Dangerous Waters

Home > Other > Dangerous Waters > Page 2
Dangerous Waters Page 2

by Rosalind Brett


  “I am Kim Mali,” he said, as if that explained everything. “You wish to see me?”

  His voice was high-pitched and sing-song, but his pronunciation was good. He was probably the product of an Eastern university. Pete Sternham explained that Miss Fremont wished to get through to Penghu as soon as possible.

  The man nodded, and opened her passport. He was not to be hurried. He put on a pair of steel-rimmed spectacles, read a few details and gazed at Terry.

  “You are Teresa Fremont?”

  “Yes.”

  “I see that you are twenty years old and come from England. Why do you travel alone?”

  Pete did the explaining in spare phrases. Kim Mali nodded again, put Terry’s passport into a drawer, turned the key and then placed the key in the top pocket of his jacket.
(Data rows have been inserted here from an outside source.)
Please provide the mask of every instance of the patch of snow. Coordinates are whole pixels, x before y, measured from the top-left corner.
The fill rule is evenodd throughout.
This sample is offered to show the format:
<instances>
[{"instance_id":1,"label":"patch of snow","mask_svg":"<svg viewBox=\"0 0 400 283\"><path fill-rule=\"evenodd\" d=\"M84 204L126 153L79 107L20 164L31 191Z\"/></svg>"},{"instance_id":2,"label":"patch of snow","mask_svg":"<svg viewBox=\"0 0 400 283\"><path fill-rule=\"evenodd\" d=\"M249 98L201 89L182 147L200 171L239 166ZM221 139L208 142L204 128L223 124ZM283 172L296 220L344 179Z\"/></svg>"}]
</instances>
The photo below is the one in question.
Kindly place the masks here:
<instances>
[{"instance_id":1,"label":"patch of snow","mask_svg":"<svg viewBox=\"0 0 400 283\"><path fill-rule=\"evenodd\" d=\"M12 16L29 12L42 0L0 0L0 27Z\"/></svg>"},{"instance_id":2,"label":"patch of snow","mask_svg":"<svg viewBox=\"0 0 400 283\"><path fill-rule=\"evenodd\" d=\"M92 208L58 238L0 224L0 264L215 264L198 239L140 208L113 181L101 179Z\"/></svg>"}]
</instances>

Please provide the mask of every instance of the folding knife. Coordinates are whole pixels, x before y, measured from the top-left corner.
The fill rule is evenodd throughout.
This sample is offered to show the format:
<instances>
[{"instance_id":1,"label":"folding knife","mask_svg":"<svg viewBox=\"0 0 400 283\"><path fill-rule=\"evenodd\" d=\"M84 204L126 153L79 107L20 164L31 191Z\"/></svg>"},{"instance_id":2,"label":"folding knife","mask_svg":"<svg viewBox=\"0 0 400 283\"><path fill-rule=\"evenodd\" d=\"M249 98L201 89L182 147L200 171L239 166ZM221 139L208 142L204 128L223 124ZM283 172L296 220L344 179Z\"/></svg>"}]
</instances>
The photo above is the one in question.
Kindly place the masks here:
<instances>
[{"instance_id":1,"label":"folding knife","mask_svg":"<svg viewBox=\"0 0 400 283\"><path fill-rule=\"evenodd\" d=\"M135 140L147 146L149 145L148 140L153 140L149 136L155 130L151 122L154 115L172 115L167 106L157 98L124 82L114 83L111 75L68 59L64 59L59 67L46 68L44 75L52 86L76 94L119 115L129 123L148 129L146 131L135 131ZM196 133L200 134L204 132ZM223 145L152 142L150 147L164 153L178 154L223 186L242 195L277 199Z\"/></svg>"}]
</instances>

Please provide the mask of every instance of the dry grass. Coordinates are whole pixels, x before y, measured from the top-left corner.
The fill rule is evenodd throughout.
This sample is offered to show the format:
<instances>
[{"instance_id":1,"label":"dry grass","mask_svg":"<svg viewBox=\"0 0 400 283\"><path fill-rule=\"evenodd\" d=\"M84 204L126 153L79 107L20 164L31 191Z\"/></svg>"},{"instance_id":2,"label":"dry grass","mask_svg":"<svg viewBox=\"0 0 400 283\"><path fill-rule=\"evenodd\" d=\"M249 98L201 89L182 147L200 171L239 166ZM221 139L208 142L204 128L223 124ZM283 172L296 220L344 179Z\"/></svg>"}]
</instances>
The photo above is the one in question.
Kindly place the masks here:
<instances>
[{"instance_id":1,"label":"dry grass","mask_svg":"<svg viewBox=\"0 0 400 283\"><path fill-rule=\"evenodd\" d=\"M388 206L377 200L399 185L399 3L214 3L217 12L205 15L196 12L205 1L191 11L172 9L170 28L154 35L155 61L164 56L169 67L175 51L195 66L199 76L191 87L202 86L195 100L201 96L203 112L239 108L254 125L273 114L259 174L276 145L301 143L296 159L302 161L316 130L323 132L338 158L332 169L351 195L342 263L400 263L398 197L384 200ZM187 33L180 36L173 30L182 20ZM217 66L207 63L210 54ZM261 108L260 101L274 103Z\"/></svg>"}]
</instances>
Though the action was ominous, he was all graciousness as he leaned forward over the desk.

  “You have heard of the sudden troubles we have had here two days ago?”

  “With the utmost regret,” said Pete smoothly. “One can understand how your people felt.”

  “Their fathers saw cholera sweep the countryside; they were terrified it might come again, and goaded the sons to act. We have had to be stern, and in order to do so with authority, I have invoked some regulations which were in force when the epidemic came to Vinan thirty years ago. These regulations, I might say, were prepared by the British, and strictly applied. The epidemic died. This time we do it as a preventative. We have decided in council that the rules will be rigidly enforced for three months.”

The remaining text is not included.